We’re using a sub/pub in a place where it can not be replaced by a Method. Reactivity is much needed, actually the core of this part of our platform. When people connect they sub to a very simple publication:
As you can see, no index issue, we’re just getting one document from the collection and need to keep in sync with it. Number of users can be from a few to hundreds but it seems it doesn’t matter as problems already appear with only 1 user.
We have a flow such as:
user submit an answer
when all user submitted their answer a team answer is automatically submitted (using cluster from nschwarz:cluster to manage this)
user get updated Session information to move on.
I set up plenty of timestamp in order to have an idea what could have been the reason for slow performance but it seems that the pub reactivity (detected thanks to observe changes) is the culprit but I don’t know why.

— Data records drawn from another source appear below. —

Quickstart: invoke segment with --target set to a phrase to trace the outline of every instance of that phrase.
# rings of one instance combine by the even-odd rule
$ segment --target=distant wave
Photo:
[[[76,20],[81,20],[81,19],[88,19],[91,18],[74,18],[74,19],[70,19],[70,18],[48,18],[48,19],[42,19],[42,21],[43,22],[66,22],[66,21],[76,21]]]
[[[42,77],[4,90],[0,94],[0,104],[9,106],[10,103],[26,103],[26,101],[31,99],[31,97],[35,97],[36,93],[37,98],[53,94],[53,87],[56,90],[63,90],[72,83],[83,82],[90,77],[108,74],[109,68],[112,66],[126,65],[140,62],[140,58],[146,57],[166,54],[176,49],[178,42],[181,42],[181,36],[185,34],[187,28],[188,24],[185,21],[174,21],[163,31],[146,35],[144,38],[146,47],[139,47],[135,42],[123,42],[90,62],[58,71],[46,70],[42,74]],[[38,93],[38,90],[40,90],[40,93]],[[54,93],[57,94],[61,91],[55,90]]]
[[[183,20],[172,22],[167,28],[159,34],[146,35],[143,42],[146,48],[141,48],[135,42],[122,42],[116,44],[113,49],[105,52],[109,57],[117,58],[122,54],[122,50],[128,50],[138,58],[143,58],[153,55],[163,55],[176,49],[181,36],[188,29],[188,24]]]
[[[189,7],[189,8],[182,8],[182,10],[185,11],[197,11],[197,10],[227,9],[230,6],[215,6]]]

let’s say user A submit his answer at t=0 and he is the last one of his team
submitting team answer was triggerred at t=20/270ms thanks to a running job permanently (every 250ms) checking the situation of a team
The function that modifies the db is finished after t=150/400ms
the observer is triggered at t=5000ms !!
changes are on client side at t=5500ms
I can not explain why the observers takes so much time to be triggered. Also it’s very random, sometimes it’s almost instant but, too many times, it takes this much time.
Is it possible that this is a db issue? Is that job running every 250ms querying the db?
We are using redis-oplog so I am more familiar with it and you can fine tune the reactivity during updates.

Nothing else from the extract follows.